- Origin: Nashville, Tennessee
- Genres: Western swing
- Members: John England, Gene "Pappy" Merritts, Tommy Hannum, David Spicher, Walter Hartman, Neil Stretcher
- Past members: Randy Mason, Tom McBryde
- Website: http://www.westernswingers.com/

= John England & the Western Swingers =

John England & the Western Swingers is a six piece Nashville, Tennessee band that plays Western swing.
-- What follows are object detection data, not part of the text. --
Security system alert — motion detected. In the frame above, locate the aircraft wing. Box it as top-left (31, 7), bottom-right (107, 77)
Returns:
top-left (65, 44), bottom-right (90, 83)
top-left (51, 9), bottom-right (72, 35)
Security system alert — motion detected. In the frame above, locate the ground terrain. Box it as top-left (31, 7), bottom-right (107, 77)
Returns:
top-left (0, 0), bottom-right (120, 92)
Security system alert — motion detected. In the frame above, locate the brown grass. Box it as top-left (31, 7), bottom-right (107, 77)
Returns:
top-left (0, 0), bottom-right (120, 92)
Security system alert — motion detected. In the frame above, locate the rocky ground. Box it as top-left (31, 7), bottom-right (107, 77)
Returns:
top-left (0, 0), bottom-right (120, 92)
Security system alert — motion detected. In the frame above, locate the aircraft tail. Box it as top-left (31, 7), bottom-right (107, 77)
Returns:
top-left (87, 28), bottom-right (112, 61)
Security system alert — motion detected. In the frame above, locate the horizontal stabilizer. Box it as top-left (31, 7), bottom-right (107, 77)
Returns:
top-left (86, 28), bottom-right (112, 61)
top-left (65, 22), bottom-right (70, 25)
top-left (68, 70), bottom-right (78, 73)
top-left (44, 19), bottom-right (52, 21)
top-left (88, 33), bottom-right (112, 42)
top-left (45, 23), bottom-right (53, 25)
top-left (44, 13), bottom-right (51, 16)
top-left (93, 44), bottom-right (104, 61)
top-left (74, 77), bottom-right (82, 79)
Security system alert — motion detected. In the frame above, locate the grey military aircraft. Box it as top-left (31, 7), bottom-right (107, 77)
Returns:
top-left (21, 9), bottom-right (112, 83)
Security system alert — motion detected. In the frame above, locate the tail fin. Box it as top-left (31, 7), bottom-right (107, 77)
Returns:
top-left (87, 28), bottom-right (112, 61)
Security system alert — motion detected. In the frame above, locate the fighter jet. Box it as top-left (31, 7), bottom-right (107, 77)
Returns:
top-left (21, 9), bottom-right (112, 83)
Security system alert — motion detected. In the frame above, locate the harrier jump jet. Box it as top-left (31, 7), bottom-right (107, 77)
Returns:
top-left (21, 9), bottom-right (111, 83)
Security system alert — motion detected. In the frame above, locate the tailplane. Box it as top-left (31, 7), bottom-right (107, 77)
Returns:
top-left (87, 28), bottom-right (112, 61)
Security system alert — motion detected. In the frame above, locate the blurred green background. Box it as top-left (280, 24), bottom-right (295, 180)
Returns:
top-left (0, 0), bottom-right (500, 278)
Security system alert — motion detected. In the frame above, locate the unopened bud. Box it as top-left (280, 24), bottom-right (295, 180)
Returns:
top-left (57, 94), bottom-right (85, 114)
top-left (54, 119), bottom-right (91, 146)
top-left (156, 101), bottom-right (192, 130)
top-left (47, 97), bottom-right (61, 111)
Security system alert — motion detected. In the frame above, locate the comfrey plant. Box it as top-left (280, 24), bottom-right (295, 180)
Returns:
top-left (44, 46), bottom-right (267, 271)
The group has performed at Robert's Western World on Broadway, Nashville's famous music strip, every Monday night since July 2001. The Swingers also have been featured at New York's Lincoln Center, the Grand Ole Opry, the Legends of Western Swing Festival and Ernest Tubb Record Shop's "Midnight Jamboree." Profiled by Downbeat Magazine, The Tennessean (newspaper), and other print media, the band remains one of Nashville's most beloved and popular purveyors of traditional live Western swing music.

==Members==
The band's lineup is:
John England (gtr, vocals)
Gene "Pappy" Merritts (fiddle, vocals)
Tommy Hannum(steel, vocals)
David Spicher(bass, vocals)
Walter Hartman (drums)
Neil Stretcher (piano, vocals)

Earlier members of the group include Randy Mason (drums & vocals, 2002–2004) and Tom McBryde (piano, 2002–2005)

==Discography==
The group's 4 albums are: Swinging Broadway (2002), Thanks a Lot (2004), Open that Gate (2008), and Songs Older than Pappy (2013). Swinging Broadway established the group's stylistic identity, i.e. Bob Wills type Western Swing with ensembles of guitar, fiddle and steel. Thanks a Lot contains Western Swing versions of songs popularized by Ernest Tubb. Open that Gate emphasizes the group's original songs. Songs Older than Pappy is a collection of Americana standards & some originals.[1]